Yabu and selfish because it's all about you not your children

How do you think the older ones will feel knowing you let the youngest skive to have special time but didn't and don't do the and for them

You still have after school, weekends and school holidays.

pollyblack · 10/09/2016 08:55

YABU find something else to do. You'll still have lots of leisure time with your dcs after school and at weekends.

I have never heard of anyone taking "little skive days"!!

Notso · 10/09/2016 09:02

Did you do this for your other child?

A Mum from school I know did this with all her three. The oldest is now 12 and all kids still have major problems with attendance.

hownottofuckup · 10/09/2016 09:14

Labelling someone as a needy and selfish parent based on 2 posts is OTT.

Mine have had the odd day off, but they haven't been pre-planned they've been ad-hoc when they've been overtired and teary. DD1 had one in Y2 we went to a Chinese buffet, she still remembers it. I was honest with school, that she was over tired, over wrought and over emotional (needed a break from friendship difficulties) they were fine with that.

DD1 had one in Y1, again not planned I took her in but she feigned illness as we walked in and I ended up taking her home. When the head asked in the afternoon how she was I was honest and said absolutely fine I'd been 'had' by a 5 year old. Again they were fine and said yes they get us sometimes too it can be hard to tell!

I haven't experienced particularly missing them, but I don't think it's bad that you do.
Have the odd day with her when she needs a break (which she is bound to at some point) as long as you're also supporting her learning, reading etc it won't be a problem. Don't lie to the school you do want to maintain a good relationship with them. And don't make it a regular thing. It'll be fine.

GoblinLittleOwl · 10/09/2016 09:27

No.
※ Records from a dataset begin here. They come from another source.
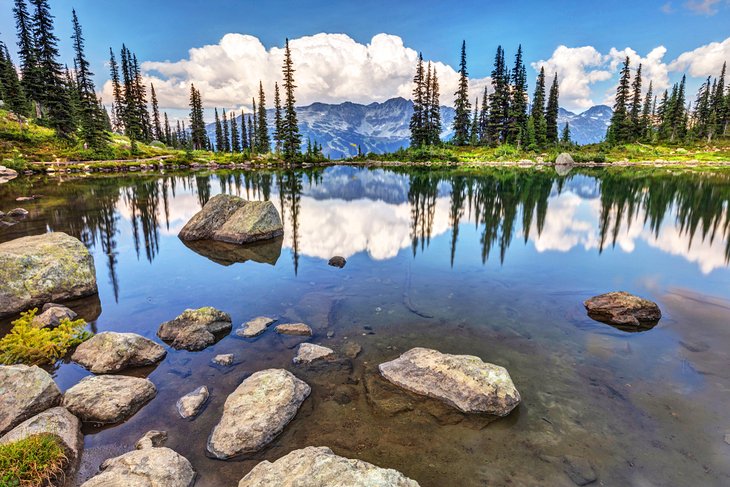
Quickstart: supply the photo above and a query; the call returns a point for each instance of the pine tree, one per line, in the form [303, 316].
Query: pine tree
[461, 103]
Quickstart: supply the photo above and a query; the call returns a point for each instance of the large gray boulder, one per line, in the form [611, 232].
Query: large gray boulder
[24, 392]
[320, 467]
[231, 219]
[110, 351]
[148, 467]
[44, 268]
[108, 399]
[256, 412]
[195, 329]
[462, 381]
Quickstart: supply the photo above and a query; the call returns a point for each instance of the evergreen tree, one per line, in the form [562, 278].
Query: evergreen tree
[461, 103]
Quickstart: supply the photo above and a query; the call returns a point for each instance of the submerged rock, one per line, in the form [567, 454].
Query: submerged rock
[108, 398]
[623, 309]
[149, 467]
[44, 268]
[319, 466]
[24, 392]
[110, 351]
[195, 329]
[462, 381]
[256, 412]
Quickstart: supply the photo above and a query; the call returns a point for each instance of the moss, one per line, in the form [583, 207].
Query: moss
[38, 460]
[27, 344]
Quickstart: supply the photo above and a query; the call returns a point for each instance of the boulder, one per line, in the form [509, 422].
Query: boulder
[622, 309]
[299, 329]
[192, 403]
[195, 329]
[256, 412]
[108, 399]
[44, 268]
[319, 466]
[309, 352]
[149, 467]
[255, 327]
[110, 351]
[24, 392]
[462, 381]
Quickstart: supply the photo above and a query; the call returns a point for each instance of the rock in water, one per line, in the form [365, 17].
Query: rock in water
[195, 329]
[623, 309]
[256, 412]
[112, 352]
[192, 403]
[44, 268]
[149, 467]
[24, 392]
[319, 466]
[462, 381]
[108, 398]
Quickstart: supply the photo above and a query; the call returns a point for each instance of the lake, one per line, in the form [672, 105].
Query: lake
[494, 263]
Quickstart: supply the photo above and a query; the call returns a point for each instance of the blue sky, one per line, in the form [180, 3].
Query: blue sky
[165, 31]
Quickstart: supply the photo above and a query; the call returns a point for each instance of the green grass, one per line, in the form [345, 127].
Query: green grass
[38, 460]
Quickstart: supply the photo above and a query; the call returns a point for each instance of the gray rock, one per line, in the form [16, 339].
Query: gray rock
[195, 329]
[192, 403]
[255, 327]
[256, 412]
[44, 268]
[24, 392]
[108, 398]
[462, 381]
[309, 352]
[149, 467]
[320, 467]
[623, 309]
[151, 439]
[110, 351]
[299, 329]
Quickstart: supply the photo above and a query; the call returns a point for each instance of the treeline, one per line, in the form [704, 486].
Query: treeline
[503, 117]
[671, 118]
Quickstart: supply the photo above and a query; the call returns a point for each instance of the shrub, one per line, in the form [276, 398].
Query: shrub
[37, 460]
[30, 345]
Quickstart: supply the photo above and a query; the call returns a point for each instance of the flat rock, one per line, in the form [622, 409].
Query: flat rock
[108, 398]
[299, 329]
[192, 403]
[309, 352]
[195, 329]
[256, 412]
[149, 467]
[320, 467]
[623, 309]
[255, 327]
[462, 381]
[110, 351]
[24, 392]
[44, 268]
You shouldn't do it.
Play in the parks after school.
This isn't for her, it is for you.

Witchend · 10/09/2016 09:32

I wouldn't.
If you do it this year then I can guarantee that next year you will think " oh they were such fun and she's still so little, my little baby."

She will expect it.

And the others will resent it. She's already had at least a year to fo special things alone with mummy, and now you're planning to do more when she's in school.
Dd1 sometimes feels very indignant that dd2 and ds have lots of medical appointments and miss school. Despite that she'll go in at death's door by choice and she totally agrees that she wouldn't want their health issues, but she would like the time with me. She gets it at the weekend, but it's not quite the same!

BruceBogtrotter101 · 10/09/2016 10:07

A girl in my primary school was brought up with this ethos. Her mum kept her home for the slightest (or no) reason. By the time we got to secondary school her attendance was less than half of what it should be. Nothing could get her into school and the mother was totally unsupportive of the education system. Needless to say she left school without a GCSE to her name, and to my knowledge has never worked a day in her life.
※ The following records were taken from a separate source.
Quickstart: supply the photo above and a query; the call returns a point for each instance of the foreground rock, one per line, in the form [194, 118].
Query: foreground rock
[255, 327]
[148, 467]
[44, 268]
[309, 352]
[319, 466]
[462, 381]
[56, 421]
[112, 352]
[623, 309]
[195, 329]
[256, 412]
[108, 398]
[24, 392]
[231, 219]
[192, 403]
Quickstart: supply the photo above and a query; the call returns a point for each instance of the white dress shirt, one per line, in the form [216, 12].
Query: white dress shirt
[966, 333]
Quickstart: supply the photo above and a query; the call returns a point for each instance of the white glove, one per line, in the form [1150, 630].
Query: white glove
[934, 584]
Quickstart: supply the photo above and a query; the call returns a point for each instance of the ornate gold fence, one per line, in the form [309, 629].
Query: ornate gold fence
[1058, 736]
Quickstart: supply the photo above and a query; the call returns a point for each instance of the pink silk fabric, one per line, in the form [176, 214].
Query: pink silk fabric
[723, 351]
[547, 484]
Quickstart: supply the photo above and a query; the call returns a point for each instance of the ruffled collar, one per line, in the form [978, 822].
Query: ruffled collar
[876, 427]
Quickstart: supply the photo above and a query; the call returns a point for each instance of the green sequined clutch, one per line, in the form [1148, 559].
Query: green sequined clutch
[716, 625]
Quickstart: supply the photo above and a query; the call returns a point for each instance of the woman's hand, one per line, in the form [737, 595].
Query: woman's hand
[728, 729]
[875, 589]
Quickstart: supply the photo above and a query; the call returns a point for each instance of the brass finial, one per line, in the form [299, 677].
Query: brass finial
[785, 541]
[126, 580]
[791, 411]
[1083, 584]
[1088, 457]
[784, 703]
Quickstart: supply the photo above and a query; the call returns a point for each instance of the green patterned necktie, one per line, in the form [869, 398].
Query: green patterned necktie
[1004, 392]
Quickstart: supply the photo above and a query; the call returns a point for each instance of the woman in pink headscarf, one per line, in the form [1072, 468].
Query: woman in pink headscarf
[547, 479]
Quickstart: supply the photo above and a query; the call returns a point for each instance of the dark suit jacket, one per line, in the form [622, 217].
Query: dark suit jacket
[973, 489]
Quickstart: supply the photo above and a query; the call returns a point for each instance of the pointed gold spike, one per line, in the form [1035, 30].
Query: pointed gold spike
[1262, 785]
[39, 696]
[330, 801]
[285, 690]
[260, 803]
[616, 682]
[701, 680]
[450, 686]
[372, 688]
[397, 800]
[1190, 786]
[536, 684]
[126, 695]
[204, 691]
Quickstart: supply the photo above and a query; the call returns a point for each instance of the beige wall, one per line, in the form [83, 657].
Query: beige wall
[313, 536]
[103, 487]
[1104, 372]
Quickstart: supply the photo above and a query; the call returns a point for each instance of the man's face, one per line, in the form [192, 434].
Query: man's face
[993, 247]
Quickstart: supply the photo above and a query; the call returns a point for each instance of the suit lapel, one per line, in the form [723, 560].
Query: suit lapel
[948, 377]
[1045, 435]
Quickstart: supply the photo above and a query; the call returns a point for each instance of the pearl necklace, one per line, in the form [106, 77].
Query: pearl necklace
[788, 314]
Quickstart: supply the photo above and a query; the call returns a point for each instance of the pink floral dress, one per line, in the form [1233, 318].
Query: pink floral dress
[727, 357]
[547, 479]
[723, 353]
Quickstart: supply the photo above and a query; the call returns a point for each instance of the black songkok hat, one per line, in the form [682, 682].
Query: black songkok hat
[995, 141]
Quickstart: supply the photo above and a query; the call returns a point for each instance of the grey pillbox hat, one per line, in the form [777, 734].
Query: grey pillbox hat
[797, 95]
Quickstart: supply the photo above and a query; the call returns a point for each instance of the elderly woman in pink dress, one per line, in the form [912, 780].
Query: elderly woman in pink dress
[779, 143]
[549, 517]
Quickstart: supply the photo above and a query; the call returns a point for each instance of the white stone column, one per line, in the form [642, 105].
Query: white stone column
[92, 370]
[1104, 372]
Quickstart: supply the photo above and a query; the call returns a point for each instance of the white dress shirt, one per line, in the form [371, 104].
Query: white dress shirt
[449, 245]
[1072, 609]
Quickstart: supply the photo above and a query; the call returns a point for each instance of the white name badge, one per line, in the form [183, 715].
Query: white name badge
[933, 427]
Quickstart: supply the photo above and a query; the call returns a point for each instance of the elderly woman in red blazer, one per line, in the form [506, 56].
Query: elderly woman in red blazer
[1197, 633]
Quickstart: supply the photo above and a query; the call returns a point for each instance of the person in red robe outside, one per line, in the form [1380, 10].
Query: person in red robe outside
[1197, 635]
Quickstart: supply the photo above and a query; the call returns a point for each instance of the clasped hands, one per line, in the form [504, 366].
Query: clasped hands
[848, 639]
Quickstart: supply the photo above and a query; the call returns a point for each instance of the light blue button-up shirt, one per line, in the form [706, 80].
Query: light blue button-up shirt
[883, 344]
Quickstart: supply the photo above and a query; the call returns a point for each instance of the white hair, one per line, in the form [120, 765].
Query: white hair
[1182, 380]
SoftSheen · 10/09/2016 10:10

Yes, YABU I'm afraid. You will have plenty of time at the weekend, bank holidays, inset days, half-terms etc.

Liiinoo · 10/09/2016 10:15

YABU. Of course keep her off if she is tired or overwhelmed, but if that is the case she should spend a quiet day at home, not accompany you on days out.
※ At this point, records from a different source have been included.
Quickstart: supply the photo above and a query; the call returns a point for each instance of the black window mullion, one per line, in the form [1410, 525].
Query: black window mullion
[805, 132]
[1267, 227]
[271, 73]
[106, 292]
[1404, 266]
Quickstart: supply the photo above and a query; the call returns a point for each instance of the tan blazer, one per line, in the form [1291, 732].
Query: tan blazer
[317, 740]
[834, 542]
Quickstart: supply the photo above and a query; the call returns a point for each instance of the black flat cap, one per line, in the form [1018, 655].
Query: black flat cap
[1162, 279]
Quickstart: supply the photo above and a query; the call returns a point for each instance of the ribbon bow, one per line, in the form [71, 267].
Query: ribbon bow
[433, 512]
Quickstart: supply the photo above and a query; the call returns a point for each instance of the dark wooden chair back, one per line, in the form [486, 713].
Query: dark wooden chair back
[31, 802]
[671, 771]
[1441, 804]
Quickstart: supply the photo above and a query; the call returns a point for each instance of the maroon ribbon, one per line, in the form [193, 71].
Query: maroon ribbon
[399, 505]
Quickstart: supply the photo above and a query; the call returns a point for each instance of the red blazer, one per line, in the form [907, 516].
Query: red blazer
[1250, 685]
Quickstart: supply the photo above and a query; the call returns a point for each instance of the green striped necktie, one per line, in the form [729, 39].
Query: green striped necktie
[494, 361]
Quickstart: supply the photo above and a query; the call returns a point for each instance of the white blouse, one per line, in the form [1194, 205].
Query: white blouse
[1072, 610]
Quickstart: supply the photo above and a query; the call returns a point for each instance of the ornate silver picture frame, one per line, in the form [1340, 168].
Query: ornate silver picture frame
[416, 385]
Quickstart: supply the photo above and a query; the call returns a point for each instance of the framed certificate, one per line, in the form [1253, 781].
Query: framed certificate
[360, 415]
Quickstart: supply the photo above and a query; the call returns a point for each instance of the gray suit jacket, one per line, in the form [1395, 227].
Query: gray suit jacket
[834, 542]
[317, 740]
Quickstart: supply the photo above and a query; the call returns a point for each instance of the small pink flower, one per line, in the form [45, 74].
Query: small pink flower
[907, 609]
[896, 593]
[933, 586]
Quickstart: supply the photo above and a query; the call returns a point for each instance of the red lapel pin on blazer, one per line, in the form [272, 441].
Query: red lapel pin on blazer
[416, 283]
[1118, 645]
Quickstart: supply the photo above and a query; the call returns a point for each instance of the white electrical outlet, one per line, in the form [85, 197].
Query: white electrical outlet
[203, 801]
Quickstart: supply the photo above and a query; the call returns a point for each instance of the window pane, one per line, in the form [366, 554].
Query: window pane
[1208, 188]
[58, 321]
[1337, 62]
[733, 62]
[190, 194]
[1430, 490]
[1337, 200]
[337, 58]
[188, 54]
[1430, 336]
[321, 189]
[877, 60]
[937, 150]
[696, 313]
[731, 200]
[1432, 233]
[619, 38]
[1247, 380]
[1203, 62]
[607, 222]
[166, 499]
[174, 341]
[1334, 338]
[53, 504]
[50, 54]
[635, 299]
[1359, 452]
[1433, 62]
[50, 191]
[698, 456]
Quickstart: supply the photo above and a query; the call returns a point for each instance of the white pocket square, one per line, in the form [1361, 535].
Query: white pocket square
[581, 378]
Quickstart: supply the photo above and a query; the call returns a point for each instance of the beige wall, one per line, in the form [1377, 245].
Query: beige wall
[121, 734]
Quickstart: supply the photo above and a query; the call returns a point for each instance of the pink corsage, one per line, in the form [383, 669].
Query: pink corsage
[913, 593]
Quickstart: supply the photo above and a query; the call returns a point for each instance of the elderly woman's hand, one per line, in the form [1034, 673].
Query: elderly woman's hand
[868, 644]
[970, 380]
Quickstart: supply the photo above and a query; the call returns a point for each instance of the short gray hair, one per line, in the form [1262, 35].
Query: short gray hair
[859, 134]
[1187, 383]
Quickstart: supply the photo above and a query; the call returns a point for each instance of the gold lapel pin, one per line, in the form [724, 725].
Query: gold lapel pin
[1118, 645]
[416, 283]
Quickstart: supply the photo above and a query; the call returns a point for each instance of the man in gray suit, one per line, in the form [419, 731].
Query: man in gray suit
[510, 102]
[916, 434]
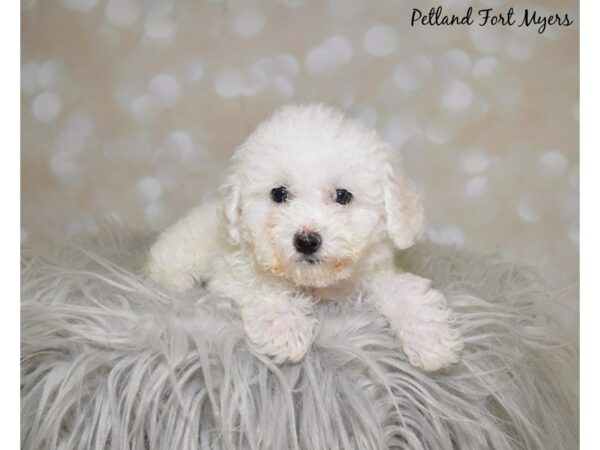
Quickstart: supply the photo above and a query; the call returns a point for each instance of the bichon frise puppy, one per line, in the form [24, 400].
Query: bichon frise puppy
[312, 209]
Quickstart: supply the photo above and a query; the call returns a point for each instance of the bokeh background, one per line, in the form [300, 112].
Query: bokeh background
[130, 109]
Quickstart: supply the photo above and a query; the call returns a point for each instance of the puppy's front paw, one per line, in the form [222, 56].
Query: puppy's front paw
[283, 332]
[421, 318]
[430, 343]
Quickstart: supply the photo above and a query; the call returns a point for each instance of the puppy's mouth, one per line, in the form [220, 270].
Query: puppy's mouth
[309, 260]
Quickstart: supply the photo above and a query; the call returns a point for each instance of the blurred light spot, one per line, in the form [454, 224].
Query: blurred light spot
[194, 70]
[345, 10]
[248, 22]
[529, 211]
[156, 215]
[78, 5]
[487, 39]
[474, 162]
[122, 13]
[440, 131]
[573, 233]
[144, 109]
[519, 47]
[380, 40]
[229, 83]
[332, 54]
[509, 91]
[553, 164]
[63, 166]
[282, 86]
[456, 62]
[159, 29]
[51, 75]
[84, 225]
[46, 106]
[399, 129]
[575, 111]
[150, 188]
[292, 3]
[411, 75]
[477, 187]
[457, 96]
[164, 89]
[486, 69]
[29, 77]
[447, 235]
[367, 115]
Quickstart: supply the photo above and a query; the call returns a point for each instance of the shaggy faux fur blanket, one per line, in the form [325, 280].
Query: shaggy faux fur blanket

They are only at school 5 days a week and only 37/38 weeks a year so that gives plenty of time for time together.

Make some friends your own age.

BeingATwatItsABingThing · 10/09/2016 10:22

Some people's blasé attitude to school shocks me. I had to be being physically sick or beating death for my parents to keep me off school. And a "skive" day is unacceptable and sends a massive negative message to your child that school is not important. Every day at school is important!

Yes, when they are 4 they don't have to be in full time but that should be for THEIR benefit, not the parent's. The park doesn't have a closing time, go on the way home from school. Do fun activities on the weekend with ALL of your kids but don't teach your child that skiving is ok. It's not.

BeingATwatItsABingThing · 10/09/2016 10:25

Nearing not beating death. Hmm Stupid phone.